- Director, UPMC Hillman Cancer Center
- Senior Vice President for Oncology Programs, UPMC
- Associate Senior Vice Chancellor for Cancer Research, University of Pittsburgh
- Hillman Professor of Oncology
- Professor of Otolaryngology, of Immunology and of Radiation Oncology, University of Pittsburgh School of Medicine
Robert L. Ferris, M.D., Ph.D., is director of UPMC Hillman Cancer Center, the region’s only National Cancer Institute-designated comprehensive cancer center. He also is UPMC senior vice president for Oncology Programs and associate senior vice chancellor for cancer research with the University of Pittsburgh Schools of the Health Sciences.
Named director of UPMC Hillman in 2017, Ferris has established a reputation for both clinical and research excellence.

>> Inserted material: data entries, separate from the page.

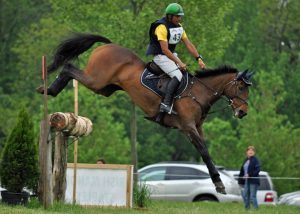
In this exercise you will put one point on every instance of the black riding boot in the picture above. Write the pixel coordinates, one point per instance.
(167, 103)
(57, 86)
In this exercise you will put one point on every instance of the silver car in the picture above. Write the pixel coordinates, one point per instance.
(186, 182)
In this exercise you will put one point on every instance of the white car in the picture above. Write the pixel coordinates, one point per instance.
(292, 198)
(186, 182)
(265, 193)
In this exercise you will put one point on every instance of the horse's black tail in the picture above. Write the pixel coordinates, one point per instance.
(73, 47)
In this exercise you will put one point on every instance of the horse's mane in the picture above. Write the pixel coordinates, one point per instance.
(224, 69)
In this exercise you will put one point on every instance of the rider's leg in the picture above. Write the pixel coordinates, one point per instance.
(167, 103)
(170, 68)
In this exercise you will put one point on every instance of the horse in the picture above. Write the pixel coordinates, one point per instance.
(111, 67)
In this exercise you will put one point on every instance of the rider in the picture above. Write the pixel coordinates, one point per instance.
(165, 34)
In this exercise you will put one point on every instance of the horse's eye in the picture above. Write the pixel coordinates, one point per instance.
(241, 88)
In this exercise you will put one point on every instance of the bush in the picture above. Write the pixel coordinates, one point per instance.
(19, 166)
(141, 194)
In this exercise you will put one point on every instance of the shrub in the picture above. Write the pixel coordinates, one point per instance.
(19, 166)
(141, 194)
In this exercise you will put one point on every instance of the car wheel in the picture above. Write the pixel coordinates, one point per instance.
(205, 198)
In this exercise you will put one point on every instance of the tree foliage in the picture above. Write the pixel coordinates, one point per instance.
(19, 158)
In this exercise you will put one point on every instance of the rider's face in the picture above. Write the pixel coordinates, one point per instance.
(176, 19)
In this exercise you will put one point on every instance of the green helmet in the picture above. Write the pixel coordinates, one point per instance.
(174, 9)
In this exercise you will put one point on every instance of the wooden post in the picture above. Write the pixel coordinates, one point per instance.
(60, 167)
(45, 149)
(75, 141)
(133, 131)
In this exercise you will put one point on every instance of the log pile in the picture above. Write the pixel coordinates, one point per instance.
(70, 124)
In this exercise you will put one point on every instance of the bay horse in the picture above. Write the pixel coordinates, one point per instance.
(111, 67)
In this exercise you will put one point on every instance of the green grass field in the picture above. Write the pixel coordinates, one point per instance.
(156, 207)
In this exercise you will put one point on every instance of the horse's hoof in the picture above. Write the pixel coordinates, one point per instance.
(220, 188)
(40, 89)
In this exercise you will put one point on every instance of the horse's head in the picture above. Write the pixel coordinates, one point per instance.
(237, 92)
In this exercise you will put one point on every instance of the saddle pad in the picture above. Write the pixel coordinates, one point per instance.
(150, 81)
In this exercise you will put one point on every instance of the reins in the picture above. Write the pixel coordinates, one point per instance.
(216, 93)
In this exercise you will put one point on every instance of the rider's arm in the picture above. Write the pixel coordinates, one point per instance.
(193, 51)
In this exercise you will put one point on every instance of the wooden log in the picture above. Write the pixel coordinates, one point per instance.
(71, 124)
(60, 167)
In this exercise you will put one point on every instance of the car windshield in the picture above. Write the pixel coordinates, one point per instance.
(184, 173)
(153, 174)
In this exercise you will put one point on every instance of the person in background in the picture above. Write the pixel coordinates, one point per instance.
(249, 178)
(101, 161)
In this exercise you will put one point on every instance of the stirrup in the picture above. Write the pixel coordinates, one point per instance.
(167, 109)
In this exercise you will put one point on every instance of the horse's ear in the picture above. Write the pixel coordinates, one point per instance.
(240, 75)
(245, 76)
(249, 75)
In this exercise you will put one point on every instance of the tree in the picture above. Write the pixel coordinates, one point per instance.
(19, 158)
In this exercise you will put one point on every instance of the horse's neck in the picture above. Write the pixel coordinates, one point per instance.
(215, 86)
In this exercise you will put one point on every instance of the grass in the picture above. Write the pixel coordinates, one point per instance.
(156, 207)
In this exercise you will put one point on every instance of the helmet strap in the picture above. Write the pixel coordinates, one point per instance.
(169, 17)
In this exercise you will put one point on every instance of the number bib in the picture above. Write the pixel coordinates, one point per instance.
(175, 35)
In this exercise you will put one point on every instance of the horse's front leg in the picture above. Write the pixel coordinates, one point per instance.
(198, 142)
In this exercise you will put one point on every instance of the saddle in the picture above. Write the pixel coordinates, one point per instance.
(156, 80)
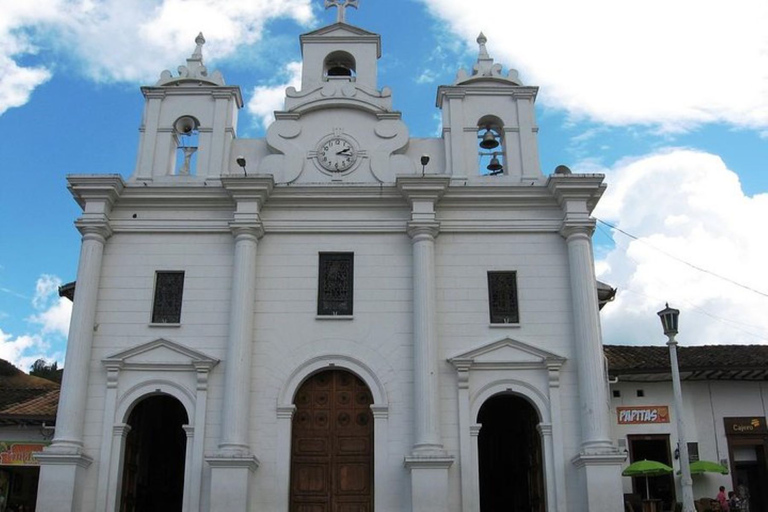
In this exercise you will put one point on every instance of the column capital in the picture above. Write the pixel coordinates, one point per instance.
(250, 193)
(423, 230)
(247, 229)
(584, 227)
(94, 229)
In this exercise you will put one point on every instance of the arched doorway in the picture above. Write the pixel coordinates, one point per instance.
(332, 445)
(155, 449)
(509, 455)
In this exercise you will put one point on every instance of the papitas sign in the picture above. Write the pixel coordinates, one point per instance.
(748, 425)
(19, 454)
(644, 414)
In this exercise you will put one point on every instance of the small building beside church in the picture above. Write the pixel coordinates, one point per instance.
(337, 316)
(724, 391)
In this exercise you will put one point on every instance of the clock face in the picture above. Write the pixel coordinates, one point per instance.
(336, 155)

He will also oversee clinical and research efforts in UPMC international oncology initiatives.
Ferris is a pioneering cancer immunotherapist who develops and implements immunotherapy to stimulate the body’s immune system to eliminate and suppress cancer. He studies how immune cells in the tumor microenvironment can be harnessed to combat cancer and how tumor cells evade the body’s immunologic defenses.
Ferris currently serves on the editorial boards of the Journal of Clinical Oncology, Clinical Cancer Research and Cancer Immunology Research, and as section editor for the Journal for ImmunoTherapy of Cancer. He is editor-in-chief of Oral Oncology.
Ferris has published more than 420 peer-reviewed manuscripts and book chapters and was co-chair of the National Cancer Institute Head and Neck Steering committee for 6 years to facilitate prospective clinical trials. He has led several practice-changing, prospective randomized trials — including those that led to the approval of immunotherapy for head and neck cancer — and tested treatment deintensification for good prognosis HPV+ head and neck cancer after transoral surgery. He is principal investigator of the Hillman Specialized Programs of Research Excellence in head and neck cancer and leads a National Cancer Institute-funded immunotherapy laboratory.
Ferris received his bachelor’s degree with honors and distinction from the University of North Carolina at Chapel Hill and received both his M.D. and Ph.D. in immunology from The Johns Hopkins University School of Medicine. He completed his residency training at The Johns Hopkins Hospital, serving as chief resident in otolaryngology, and received sub-specialty training in head and neck oncologic surgery. He is a member of the American Society for Clinical Investigation and the recipient of numerous research and teaching awards.